A delightful twist on the classic baked spaghetti, this recipe incorporates a creamy cheese layer for added richness and flavor.
Preheat your oven to 350°F.
Preheating ensures even cooking from the start.
Cook the spaghetti in a large pot of boiling salted water until al dente, then drain.
Adding a bit of olive oil to the water prevents the pasta from sticking.
In a skillet over medium heat, sauté the ground turkey, onion, and garlic until the meat is browned and the onion is translucent.
Breaking up the meat as it cooks ensures even browning.
Stir the marinara sauce and oregano into the skillet with the cooked turkey mixture.
Simmering the sauce briefly enhances its flavor.
In a mixing bowl, combine the ricotta cheese and 1 cup of the shredded mozzarella.

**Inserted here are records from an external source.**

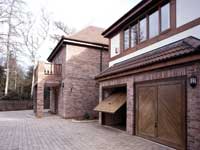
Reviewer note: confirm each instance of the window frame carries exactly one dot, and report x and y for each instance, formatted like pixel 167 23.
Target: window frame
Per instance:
pixel 146 15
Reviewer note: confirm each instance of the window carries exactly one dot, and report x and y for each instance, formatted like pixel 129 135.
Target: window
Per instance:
pixel 153 24
pixel 126 39
pixel 165 17
pixel 143 30
pixel 134 35
pixel 115 50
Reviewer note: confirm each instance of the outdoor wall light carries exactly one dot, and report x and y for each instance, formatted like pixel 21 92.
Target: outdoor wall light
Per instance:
pixel 193 81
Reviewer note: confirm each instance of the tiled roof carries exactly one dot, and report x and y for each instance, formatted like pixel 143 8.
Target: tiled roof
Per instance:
pixel 90 34
pixel 178 49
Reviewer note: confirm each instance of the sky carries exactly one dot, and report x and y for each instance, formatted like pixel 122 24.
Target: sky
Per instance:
pixel 81 13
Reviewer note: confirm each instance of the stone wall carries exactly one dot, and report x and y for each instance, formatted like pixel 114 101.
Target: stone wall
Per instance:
pixel 193 97
pixel 11 105
pixel 80 90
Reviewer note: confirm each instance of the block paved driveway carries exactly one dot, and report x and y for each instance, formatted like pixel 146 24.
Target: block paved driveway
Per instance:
pixel 20 130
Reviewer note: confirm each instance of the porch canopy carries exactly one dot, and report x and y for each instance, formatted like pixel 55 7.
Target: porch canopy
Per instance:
pixel 112 103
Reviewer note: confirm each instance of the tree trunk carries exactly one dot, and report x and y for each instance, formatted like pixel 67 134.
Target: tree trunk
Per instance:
pixel 8 48
pixel 32 84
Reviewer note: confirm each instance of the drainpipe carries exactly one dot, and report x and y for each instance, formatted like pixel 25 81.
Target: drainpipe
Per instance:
pixel 101 53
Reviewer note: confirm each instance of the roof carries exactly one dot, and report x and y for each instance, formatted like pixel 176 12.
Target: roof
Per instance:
pixel 90 37
pixel 184 47
pixel 129 16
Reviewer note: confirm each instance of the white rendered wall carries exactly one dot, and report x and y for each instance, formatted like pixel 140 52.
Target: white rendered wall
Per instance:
pixel 195 31
pixel 186 11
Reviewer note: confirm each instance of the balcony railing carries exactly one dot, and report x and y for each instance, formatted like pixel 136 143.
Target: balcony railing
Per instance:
pixel 48 72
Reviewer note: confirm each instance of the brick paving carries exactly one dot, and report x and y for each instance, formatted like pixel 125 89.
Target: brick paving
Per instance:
pixel 20 130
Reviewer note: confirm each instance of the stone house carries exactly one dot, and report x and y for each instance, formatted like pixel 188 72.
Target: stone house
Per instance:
pixel 152 86
pixel 73 64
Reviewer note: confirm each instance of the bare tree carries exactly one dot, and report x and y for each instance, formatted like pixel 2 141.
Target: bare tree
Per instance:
pixel 34 36
pixel 61 29
pixel 11 19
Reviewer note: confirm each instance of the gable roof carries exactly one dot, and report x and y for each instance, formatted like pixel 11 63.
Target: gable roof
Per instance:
pixel 89 37
pixel 184 47
pixel 90 34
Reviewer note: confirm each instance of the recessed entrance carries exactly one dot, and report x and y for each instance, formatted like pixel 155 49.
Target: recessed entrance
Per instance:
pixel 160 112
pixel 113 107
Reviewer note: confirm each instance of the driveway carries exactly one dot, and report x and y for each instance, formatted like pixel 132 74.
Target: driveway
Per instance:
pixel 20 130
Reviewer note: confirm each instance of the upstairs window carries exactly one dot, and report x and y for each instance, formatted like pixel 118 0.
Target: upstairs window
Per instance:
pixel 165 17
pixel 143 30
pixel 126 39
pixel 156 21
pixel 134 35
pixel 153 24
pixel 114 45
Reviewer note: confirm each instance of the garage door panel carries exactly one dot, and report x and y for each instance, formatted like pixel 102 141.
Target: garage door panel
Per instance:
pixel 169 110
pixel 146 111
pixel 161 112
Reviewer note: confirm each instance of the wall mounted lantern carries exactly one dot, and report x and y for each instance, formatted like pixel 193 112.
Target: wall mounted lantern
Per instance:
pixel 193 81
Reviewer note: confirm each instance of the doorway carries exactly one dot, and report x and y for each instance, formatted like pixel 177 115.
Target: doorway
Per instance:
pixel 160 112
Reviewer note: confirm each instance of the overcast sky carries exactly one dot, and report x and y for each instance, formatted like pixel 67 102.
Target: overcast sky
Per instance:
pixel 82 13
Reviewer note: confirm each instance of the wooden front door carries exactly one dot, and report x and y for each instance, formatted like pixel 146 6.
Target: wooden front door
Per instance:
pixel 160 112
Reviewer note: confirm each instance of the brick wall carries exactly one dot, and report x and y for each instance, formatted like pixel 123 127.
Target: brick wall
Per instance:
pixel 80 89
pixel 11 105
pixel 78 93
pixel 193 98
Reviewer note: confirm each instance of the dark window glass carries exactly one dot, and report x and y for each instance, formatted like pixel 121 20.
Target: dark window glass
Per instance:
pixel 143 30
pixel 126 39
pixel 153 24
pixel 134 35
pixel 165 17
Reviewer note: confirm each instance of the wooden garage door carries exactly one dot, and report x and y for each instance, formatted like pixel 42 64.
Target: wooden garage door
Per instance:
pixel 160 112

Mixing the cheeses creates a creamy layer for the casserole.
Spray a casserole dish with cooking spray. Layer half of the spaghetti, half of the meat sauce, and half of the cheese mixture. Repeat the layers, ending with the remaining shredded mozzarella on top.
Pressing down each layer slightly helps compact the casserole for even baking.
Bake in the preheated oven for 25-30 minutes, or until the cheese is bubbly and golden.
Letting the casserole rest for a few minutes after baking makes it easier to slice and serve.
Serve warm, garnished with fresh parsley if desired.
Serving with a side salad adds a refreshing contrast to the rich casserole.